Bitensor as a New Model for Capitalism
- The discussion broadens to a philosophical examination of Bitensor's role not just in AI, but as a new economic model for fostering innovation. Mark, the host, proposes that Bitensor is a "new way of doing capitalism," and the guests largely agree.
- An Incubator for Startups: Steph describes Bitensor as an "incubator of decentralized startups." Its unique model—requiring staked TAO and providing gradual emissions—differs starkly from traditional VC funding or the boom-and-bust cycle of ICOs.
- The Next Stage of Growth: Will adds a crucial caveat. While Bitensor has been incredibly successful at bootstrapping early-stage teams, he questions if the current capital allocation mechanism is sufficient for "Series A/B" level growth. The volatility of a dual-token system makes it difficult to scale a large team, suggesting the protocol must evolve to support companies through their entire lifecycle.
Strategic Implication: Investors should view Bitensor as an experimental economic engine. Its long-term success will depend not only on its technical innovations but also on its ability to evolve its capital mechanisms to support projects from inception to mass-market scale.
Gardening the Ecosystem: The Debate on Subnet Quality Control
- The episode concludes with a critical discussion on maintaining the health and integrity of the Bitensor network, especially with the current freeze on new subnet registrations.
- Pruning Inactive Subnets: Will advocates for "gardening"—actively cleaning out inactive or low-value subnets to focus emissions on productive teams. He notes that approximately 44 of the 128 subnets currently have a 100% emission burn, suggesting they are dormant.

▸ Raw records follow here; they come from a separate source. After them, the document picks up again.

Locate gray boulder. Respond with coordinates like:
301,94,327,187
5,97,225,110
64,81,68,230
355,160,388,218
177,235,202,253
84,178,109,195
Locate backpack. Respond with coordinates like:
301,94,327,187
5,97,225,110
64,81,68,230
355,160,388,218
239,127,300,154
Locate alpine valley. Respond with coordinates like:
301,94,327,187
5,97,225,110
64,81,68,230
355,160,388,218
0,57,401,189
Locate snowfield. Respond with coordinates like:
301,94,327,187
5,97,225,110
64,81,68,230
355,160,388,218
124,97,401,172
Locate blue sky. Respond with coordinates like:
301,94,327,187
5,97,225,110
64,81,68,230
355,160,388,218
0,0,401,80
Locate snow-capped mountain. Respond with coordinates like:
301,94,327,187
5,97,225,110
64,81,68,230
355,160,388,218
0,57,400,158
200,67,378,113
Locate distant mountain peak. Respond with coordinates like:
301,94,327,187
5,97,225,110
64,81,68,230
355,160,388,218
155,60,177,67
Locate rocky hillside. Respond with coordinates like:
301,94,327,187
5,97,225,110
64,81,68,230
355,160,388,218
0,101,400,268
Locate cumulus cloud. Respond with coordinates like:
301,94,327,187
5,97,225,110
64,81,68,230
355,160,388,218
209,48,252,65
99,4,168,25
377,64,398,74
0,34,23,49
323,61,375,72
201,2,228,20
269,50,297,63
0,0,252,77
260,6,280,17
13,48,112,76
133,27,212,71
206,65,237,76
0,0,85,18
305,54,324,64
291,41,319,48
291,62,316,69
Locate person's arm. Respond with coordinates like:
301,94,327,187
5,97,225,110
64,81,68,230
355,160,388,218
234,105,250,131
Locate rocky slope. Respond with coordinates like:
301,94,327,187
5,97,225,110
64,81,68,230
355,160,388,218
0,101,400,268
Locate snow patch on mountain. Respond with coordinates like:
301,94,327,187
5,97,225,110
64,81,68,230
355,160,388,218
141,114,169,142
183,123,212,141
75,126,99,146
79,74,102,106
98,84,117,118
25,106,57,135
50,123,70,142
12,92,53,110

- Combating Grifters: The conversation takes a sharp turn towards combating malicious actors. Will explicitly calls out "grift" projects, such as a forked hash subnet that he claims is a known-to-be-flawed system designed to extract TAO emissions without providing value.
- Protecting the Protocol: He delivers a stark warning about the danger these projects pose to the network's long-term credibility and value. "That is never something that will make TAO to 10,000," Will asserts. "It might be something that makes you a buck this year, but it is not the thing that drives value."
Strategic Implication: The community's ability to self-regulate and prune low-quality or malicious projects is critical for the long-term health and capital efficiency of the network. Investors should closely monitor governance discussions around deregistration and emission allocation, as these will directly impact the protocol's integrity and investment quality.
This conversation reveals a network in transition. Bitensor is rapidly maturing from a research collective into a competitive commercial ecosystem where technical moonshots like IOTA coexist with revenue-generating utilities like DataUniverse. Investors must now assess subnets on both technological vision and capital efficiency, while researchers should track how the network balances permissionless innovation with rigorous quality control.